Diversity in itself is a great virtue to a neighborhood and its sad that you can't see that. Even failed diversity and unsuccessful diversity is a virtue. Just go try to deal with people who've never met a black person before. Simmering resentment and fear is at least a first step away, an opportunity that non-integrated communities in many parts of the country are far from taking. Am I calling large swathes of the country racist? You damn right.

But who really undrestands Southern and racist culture anyway? I mean, how many black kids are there in Glenview? Those kids aren't really racist (well, a little bit), but then you go down South and black people are everywhere and there's diversity and there are huge racists. How about that? Well, you must never forget that the south is retarted, and the culture there is in many ways backwards for a lot of people and hard to turn around. Anyway, all for that today.

No mention of the massive failure of free-markets? Enough to make Greenspan sort of pee in his pants crying, saying, "yknow, things aren't supposed to work this way, i don't really know why this happened yet."

Miss Self-Important said...

So, I have no idea what this rant means. You're missing my meaning if you think I mean "we are so diverse" is always code for "our academics suck" or that any of this post is about fixing schools. My point is that diversity is advertised more loudly when some other vital aspect of the institution is missing--good academics in the case of a school, or safety in a neighborhood.

Why would diversity be a source of pride when it's unintended and a source of crime and tension when it is? Why would the latter be the better version? What does pride in Skokie have to do with Obama? Iowa is not very racially diverse, so what does that have to do with doing diversity "right"? And what is doing diversity "right" if the only right way is the unintended way rather than the forced way?

Can't speak to whether the South is "retarted." My cursory experience of it has been pleasant enough.

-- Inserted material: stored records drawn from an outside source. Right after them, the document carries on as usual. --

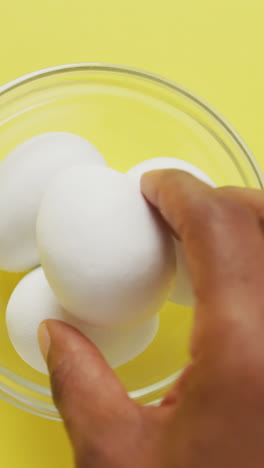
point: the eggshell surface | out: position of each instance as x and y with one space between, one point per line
183 292
25 174
107 255
33 301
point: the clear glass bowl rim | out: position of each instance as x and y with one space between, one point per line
31 399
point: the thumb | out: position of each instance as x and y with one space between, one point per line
85 389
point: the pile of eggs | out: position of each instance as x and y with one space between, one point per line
100 257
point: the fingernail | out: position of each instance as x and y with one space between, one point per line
44 339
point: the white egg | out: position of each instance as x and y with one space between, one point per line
107 255
183 292
25 174
33 301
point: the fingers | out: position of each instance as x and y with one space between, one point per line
224 249
85 389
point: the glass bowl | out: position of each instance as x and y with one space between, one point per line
129 115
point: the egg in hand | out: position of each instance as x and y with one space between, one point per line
182 292
107 255
33 301
25 174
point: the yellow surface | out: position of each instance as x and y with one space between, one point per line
216 50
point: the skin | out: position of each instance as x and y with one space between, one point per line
214 415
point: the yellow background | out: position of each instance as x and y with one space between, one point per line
213 48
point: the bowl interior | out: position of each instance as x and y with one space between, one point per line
129 117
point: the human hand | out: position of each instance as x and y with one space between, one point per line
214 415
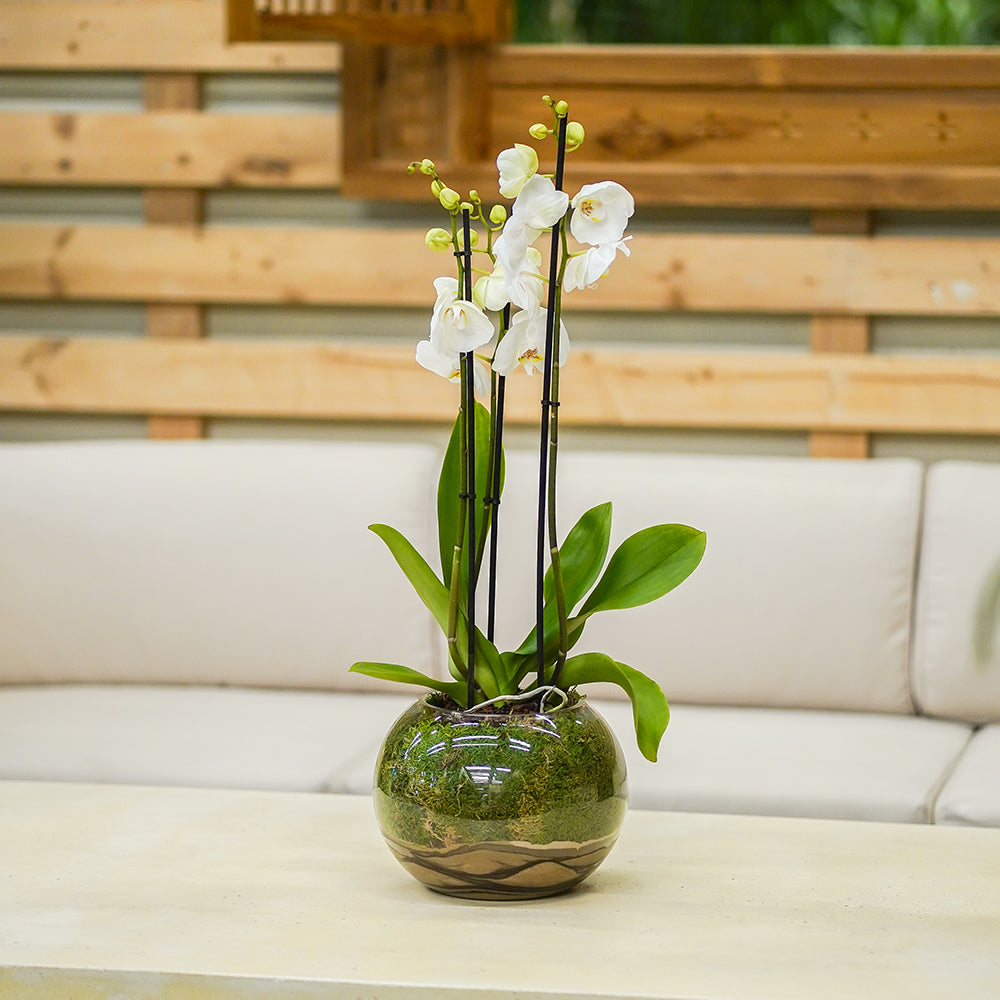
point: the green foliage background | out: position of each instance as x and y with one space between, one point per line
765 22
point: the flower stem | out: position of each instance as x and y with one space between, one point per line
469 486
549 444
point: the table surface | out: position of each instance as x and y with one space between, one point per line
178 894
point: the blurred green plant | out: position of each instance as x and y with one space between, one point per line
768 22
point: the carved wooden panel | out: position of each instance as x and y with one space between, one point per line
825 129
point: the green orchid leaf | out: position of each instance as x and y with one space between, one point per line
406 675
435 597
650 711
582 555
422 578
646 566
449 501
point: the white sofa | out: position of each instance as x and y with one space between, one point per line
185 613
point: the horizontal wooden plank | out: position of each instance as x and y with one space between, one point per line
600 387
370 266
171 148
142 35
552 67
835 126
728 185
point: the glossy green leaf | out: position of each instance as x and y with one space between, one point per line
406 675
435 597
582 555
422 578
650 711
646 566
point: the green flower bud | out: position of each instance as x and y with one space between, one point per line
574 135
438 239
449 199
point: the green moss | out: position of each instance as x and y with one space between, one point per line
450 778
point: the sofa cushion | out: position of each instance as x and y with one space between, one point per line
961 547
781 762
197 736
971 796
244 562
803 597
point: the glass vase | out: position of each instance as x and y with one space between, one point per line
497 804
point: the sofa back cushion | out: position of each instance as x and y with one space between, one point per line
210 562
960 551
803 596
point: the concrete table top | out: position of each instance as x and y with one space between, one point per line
127 893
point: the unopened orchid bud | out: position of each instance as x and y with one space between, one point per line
449 199
438 239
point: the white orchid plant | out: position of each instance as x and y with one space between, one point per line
501 313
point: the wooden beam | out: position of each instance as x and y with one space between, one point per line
607 387
154 35
359 266
181 208
181 148
840 334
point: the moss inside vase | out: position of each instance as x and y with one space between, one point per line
448 778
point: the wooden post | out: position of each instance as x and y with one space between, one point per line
840 333
174 207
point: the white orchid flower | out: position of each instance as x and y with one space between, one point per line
460 326
524 344
539 205
516 165
490 291
583 270
449 366
520 264
600 213
447 289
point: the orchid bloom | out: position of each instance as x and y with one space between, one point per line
584 269
449 366
519 268
516 166
539 205
460 326
524 344
601 213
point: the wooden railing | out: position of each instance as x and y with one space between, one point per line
175 264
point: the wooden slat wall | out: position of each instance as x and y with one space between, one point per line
840 275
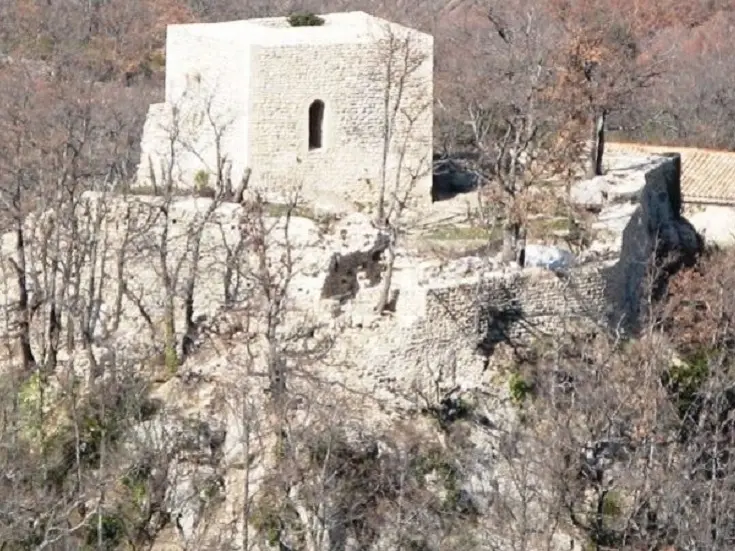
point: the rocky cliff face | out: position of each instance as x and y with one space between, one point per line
656 242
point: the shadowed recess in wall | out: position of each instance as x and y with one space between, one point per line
657 242
497 321
341 281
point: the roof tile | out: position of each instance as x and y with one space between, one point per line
708 176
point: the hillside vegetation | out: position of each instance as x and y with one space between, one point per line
226 428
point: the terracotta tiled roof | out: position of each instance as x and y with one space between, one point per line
708 176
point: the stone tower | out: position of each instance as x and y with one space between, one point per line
335 109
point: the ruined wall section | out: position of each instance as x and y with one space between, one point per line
351 81
452 343
207 95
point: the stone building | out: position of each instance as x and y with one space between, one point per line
314 106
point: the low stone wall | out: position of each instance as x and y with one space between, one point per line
517 305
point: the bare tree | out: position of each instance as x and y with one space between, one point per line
401 67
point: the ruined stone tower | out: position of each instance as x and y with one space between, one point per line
310 106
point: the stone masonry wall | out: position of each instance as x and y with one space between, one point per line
517 305
259 96
207 90
350 80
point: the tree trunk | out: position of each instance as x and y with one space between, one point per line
380 307
598 145
511 233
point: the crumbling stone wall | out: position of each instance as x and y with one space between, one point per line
517 306
256 79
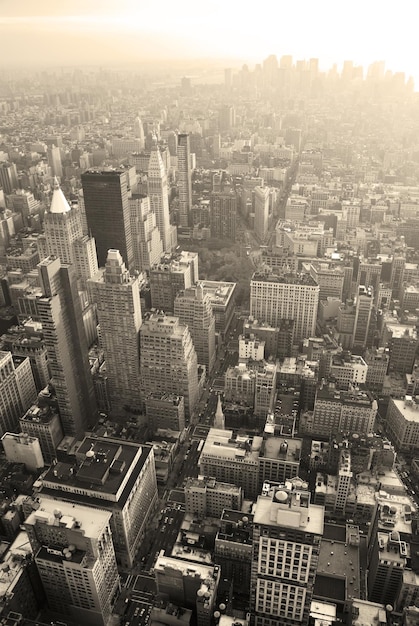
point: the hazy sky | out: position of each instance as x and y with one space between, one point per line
98 31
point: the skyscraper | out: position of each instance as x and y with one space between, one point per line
117 297
185 179
159 194
261 211
287 532
286 296
193 307
75 558
17 390
63 237
168 360
148 247
65 339
107 211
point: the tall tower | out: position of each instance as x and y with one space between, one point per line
168 360
159 195
63 237
261 211
147 242
65 339
286 543
17 390
75 557
194 309
185 179
139 131
117 296
54 161
107 211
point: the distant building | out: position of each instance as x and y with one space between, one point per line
117 297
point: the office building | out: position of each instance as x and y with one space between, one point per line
75 558
189 584
54 161
233 549
17 390
168 361
206 497
158 193
287 296
287 531
107 209
279 458
223 215
232 458
8 177
261 212
21 448
193 308
363 312
402 342
174 273
340 411
402 423
63 237
147 242
184 179
65 339
117 297
42 421
110 474
223 304
165 411
27 341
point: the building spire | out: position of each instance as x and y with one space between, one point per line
219 421
59 202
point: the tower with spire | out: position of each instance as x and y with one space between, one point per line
117 297
219 419
139 131
159 195
63 237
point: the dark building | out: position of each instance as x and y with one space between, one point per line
108 213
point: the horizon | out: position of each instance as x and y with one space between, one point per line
103 33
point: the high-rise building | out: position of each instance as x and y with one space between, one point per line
110 474
193 308
232 458
75 558
174 273
63 237
148 246
287 296
139 131
168 360
17 390
261 211
159 195
107 209
117 297
184 179
363 309
287 531
8 177
54 161
223 215
65 339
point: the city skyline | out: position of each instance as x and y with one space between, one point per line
105 32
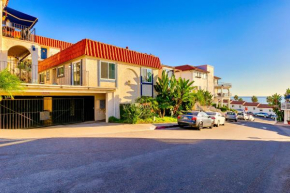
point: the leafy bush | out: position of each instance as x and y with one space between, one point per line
114 120
133 112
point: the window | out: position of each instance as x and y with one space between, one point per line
43 53
108 70
102 104
41 78
60 71
146 75
76 73
48 75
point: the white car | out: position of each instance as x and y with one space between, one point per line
218 118
242 116
251 118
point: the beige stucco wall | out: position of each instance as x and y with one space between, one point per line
127 81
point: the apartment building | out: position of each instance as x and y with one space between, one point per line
67 82
204 79
251 107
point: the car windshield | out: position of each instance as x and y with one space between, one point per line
192 113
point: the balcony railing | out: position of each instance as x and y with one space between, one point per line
285 106
223 94
66 79
22 70
18 31
223 84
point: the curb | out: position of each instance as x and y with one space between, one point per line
165 127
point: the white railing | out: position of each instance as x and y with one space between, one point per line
14 30
223 94
223 84
285 106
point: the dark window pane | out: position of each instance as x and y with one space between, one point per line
112 71
104 70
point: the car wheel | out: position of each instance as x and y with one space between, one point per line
200 126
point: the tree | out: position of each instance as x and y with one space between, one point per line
236 97
275 101
182 93
254 99
9 83
287 94
173 94
165 88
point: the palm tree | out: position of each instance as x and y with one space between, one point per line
9 83
236 97
254 99
182 93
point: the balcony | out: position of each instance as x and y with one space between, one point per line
285 106
17 31
223 85
223 95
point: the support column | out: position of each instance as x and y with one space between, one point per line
34 56
286 116
110 105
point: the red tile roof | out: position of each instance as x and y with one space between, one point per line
238 102
100 50
251 104
264 106
189 67
52 42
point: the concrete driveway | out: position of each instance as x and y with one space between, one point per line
239 157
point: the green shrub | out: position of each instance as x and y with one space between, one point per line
114 120
132 113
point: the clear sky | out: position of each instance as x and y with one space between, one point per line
247 41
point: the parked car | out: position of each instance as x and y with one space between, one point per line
265 115
218 118
242 116
231 116
195 119
251 118
272 116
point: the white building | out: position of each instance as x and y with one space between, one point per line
204 79
252 107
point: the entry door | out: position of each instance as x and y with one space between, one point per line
54 76
101 110
43 53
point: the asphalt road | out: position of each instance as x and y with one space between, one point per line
242 157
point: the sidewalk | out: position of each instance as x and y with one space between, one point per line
75 130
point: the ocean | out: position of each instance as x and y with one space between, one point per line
261 99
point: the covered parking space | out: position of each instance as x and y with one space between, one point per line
47 105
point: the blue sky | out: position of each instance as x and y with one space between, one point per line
247 41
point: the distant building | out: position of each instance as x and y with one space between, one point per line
251 107
204 79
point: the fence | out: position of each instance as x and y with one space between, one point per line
31 113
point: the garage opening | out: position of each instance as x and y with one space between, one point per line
32 112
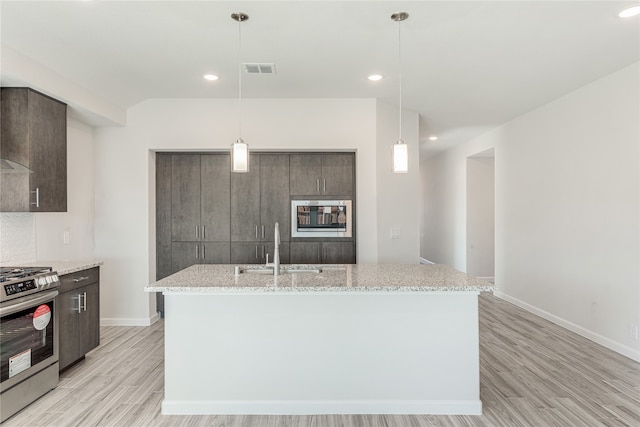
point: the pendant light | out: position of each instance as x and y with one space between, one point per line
239 149
400 149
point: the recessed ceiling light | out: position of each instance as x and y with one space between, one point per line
630 11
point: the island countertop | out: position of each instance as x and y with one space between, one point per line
221 279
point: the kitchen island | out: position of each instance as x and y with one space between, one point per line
351 339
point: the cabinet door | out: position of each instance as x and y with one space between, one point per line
163 216
214 253
245 203
274 196
68 306
305 252
305 174
48 157
184 254
215 177
337 174
338 253
89 317
185 197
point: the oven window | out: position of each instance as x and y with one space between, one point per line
26 339
322 218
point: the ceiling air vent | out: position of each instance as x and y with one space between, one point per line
254 68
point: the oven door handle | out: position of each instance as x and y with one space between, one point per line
14 308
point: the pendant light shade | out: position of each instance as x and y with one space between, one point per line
239 156
400 149
239 149
400 157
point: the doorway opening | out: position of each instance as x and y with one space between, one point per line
481 215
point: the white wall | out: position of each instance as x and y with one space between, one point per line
38 237
567 209
124 175
398 195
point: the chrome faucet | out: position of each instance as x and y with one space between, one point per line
276 251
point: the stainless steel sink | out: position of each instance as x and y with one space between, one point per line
283 270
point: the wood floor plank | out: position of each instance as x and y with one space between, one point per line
532 373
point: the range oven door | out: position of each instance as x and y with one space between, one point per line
28 337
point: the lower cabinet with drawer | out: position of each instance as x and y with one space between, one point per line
79 315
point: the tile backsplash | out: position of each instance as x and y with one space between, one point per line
17 237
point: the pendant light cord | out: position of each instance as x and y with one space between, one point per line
400 81
240 77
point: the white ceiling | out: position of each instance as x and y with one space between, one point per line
467 66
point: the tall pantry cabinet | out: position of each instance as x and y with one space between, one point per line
192 210
259 199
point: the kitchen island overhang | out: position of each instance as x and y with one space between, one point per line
297 344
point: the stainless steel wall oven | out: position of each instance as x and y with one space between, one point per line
321 218
28 336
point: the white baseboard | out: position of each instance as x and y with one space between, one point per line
131 321
314 407
631 353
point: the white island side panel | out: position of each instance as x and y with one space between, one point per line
322 353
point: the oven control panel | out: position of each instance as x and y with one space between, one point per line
16 288
42 282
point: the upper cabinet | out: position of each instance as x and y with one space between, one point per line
322 174
34 134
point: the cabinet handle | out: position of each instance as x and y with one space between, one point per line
37 193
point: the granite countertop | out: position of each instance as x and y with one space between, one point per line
62 267
220 279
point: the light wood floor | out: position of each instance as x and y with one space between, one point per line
533 373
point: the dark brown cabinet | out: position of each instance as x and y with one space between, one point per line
322 253
326 174
200 197
192 211
259 199
186 254
34 134
78 305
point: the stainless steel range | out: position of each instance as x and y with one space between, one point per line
28 336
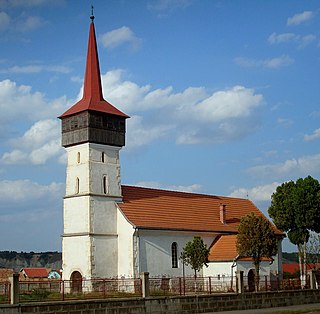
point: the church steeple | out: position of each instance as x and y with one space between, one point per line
93 119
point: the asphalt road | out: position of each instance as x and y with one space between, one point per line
311 308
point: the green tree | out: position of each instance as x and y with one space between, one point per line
256 239
295 209
195 254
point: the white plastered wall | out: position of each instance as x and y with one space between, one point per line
155 251
126 247
90 241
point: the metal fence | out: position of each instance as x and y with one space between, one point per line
54 290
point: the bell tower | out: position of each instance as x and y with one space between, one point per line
93 132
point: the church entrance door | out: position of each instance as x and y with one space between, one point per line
251 284
76 282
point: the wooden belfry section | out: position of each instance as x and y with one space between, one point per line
93 119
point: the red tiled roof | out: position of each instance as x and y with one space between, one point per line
35 272
161 209
92 91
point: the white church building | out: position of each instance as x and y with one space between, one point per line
113 230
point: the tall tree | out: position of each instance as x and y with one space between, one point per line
195 254
295 209
256 239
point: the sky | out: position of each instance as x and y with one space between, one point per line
223 97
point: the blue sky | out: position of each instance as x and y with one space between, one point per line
223 97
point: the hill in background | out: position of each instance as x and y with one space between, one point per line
53 260
16 261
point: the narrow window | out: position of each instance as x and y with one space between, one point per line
174 254
77 185
105 185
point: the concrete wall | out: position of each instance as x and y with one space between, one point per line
170 305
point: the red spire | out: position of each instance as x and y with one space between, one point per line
92 98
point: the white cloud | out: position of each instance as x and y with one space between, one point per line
275 38
258 193
38 144
314 136
273 63
300 18
20 102
118 37
37 69
192 116
301 41
236 102
4 21
139 134
303 166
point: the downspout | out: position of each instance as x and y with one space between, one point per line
136 242
234 264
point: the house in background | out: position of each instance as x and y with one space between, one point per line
6 274
33 273
114 230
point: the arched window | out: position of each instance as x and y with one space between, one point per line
105 185
103 157
174 254
77 185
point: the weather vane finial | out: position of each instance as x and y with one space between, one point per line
92 16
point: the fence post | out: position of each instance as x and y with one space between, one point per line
145 284
240 284
312 278
14 295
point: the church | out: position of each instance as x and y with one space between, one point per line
113 230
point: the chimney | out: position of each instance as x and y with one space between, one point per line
223 213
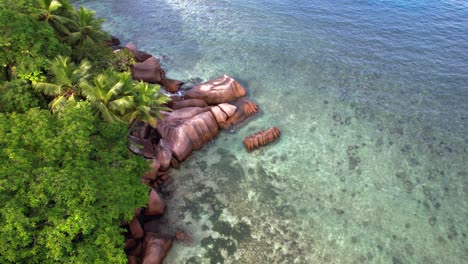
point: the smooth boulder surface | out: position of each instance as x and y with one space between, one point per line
155 248
229 109
156 205
221 90
187 129
219 114
245 109
170 85
140 56
135 229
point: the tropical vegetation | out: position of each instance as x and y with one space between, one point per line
67 179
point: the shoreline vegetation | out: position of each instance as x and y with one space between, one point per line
83 125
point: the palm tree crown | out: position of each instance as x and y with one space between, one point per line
66 82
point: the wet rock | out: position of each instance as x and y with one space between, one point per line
149 71
187 103
170 85
220 90
136 251
163 154
135 229
229 109
132 260
245 109
155 248
155 164
142 147
174 163
113 41
261 138
187 129
151 175
219 114
130 243
140 56
156 205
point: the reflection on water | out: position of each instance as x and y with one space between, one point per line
371 100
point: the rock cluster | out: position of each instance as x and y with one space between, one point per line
196 119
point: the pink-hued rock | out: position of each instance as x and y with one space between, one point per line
135 229
142 147
151 175
229 109
137 212
155 248
136 251
187 103
140 56
132 260
155 164
219 114
187 129
112 41
170 85
130 243
148 71
245 109
163 154
221 90
156 205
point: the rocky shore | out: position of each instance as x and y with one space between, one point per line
197 115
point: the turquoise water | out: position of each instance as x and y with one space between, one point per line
371 97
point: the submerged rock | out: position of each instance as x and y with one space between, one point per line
187 129
156 205
187 103
261 138
244 110
155 248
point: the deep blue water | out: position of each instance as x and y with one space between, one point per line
371 97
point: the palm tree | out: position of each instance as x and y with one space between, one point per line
147 104
66 82
110 95
87 28
56 13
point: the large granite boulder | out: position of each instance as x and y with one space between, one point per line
149 71
221 90
244 110
156 205
187 103
170 85
187 129
140 56
163 155
261 138
155 248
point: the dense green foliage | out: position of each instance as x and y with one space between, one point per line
67 178
26 45
65 185
117 98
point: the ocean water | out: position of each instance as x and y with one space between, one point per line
371 97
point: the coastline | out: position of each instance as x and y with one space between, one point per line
197 114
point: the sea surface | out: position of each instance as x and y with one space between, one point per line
372 100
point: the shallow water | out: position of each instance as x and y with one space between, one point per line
372 165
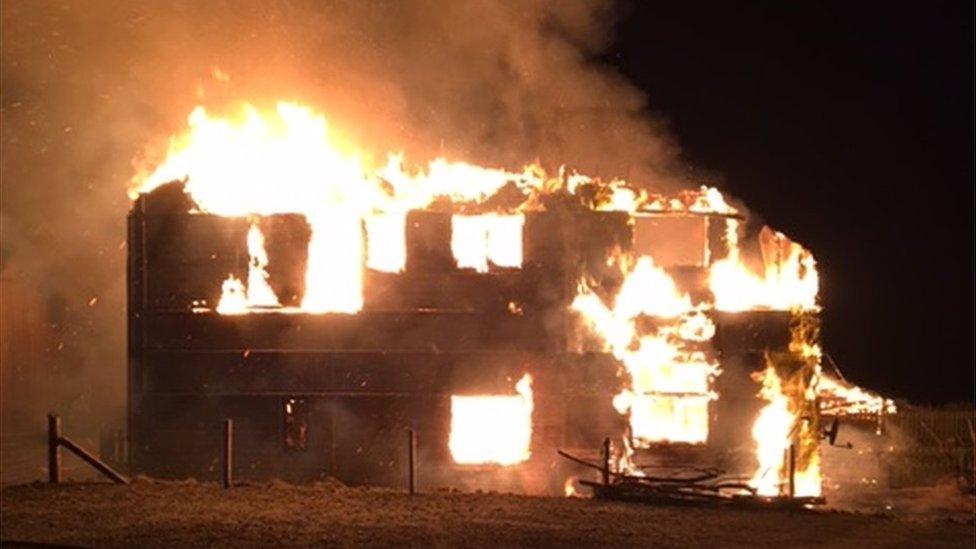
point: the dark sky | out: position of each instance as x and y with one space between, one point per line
850 128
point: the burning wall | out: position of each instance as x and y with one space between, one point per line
371 268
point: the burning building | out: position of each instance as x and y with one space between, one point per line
326 307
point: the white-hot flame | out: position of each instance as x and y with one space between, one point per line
670 385
259 291
492 428
480 240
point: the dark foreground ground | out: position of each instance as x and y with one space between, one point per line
171 514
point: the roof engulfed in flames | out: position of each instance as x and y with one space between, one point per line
289 160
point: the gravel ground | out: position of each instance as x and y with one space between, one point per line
185 514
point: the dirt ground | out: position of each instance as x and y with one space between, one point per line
183 514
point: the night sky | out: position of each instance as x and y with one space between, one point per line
850 128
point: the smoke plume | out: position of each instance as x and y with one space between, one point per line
88 86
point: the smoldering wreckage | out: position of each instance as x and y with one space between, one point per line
545 333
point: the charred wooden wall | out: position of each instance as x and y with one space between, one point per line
423 335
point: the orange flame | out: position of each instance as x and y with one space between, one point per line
494 428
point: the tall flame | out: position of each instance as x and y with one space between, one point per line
669 384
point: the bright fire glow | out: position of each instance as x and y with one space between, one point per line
480 240
289 160
492 429
670 385
789 280
259 292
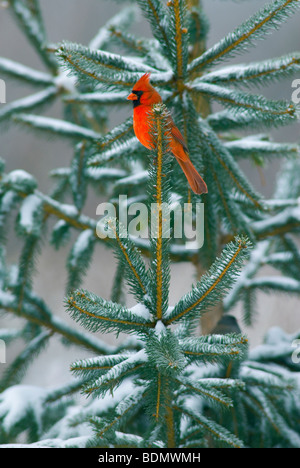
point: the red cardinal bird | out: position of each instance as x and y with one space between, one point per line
144 96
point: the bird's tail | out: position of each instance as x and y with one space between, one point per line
195 180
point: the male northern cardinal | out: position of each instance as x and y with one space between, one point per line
144 96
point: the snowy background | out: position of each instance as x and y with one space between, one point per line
79 21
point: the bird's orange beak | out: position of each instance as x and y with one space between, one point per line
132 97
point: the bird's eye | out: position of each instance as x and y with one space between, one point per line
138 93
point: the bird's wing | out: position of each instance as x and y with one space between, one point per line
176 134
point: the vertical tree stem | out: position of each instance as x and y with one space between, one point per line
159 273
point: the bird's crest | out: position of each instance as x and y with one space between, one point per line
143 84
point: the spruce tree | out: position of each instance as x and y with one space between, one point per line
165 385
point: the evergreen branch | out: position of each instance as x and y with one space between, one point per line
286 221
30 20
260 23
57 127
219 433
159 271
159 249
260 73
225 160
15 372
257 105
276 283
95 314
213 284
178 41
214 348
135 271
55 325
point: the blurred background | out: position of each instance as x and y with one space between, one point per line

Moreover, in my anecdotal experience, there seems to be less racial tension in DC--only a hair's breadth away from the South--than in Chicago.

Anonymous said...

I think you advertise what you have. If you have great academics but no black people you won't play up the fact that minorities are afraid to walk down the street. Things are always accentuated to make up for perceived weaknesses, including diversity.

Diversity is a source of pride because it shows people can treat others as people, its a civilization thing. Segregation and separation don't breed tolerance, they breed isolation and ignorance. Crime and tension are the birth pangs of democracy.

Pride in Skokie and the racial dynamics of Chicago could much more easily produce a politician like Obama. Try dealing with racial dynamics in places like new york, d.c., or even atlanta. It's going to be a long time before you see those black politicians hit the ground running.

Iowa is an example of tolerance, not pride. Acceptance, not integration.

The South is not pleasant. Your cursory experience was wrong. As for the lack of racial tension in D.C., the only people left are black, and they're too angry about living in a horrible city to have tension with any particular group. You sometimes can't even literally can't pay people to live there (congresspeople and senators).

More responses to the other topics late.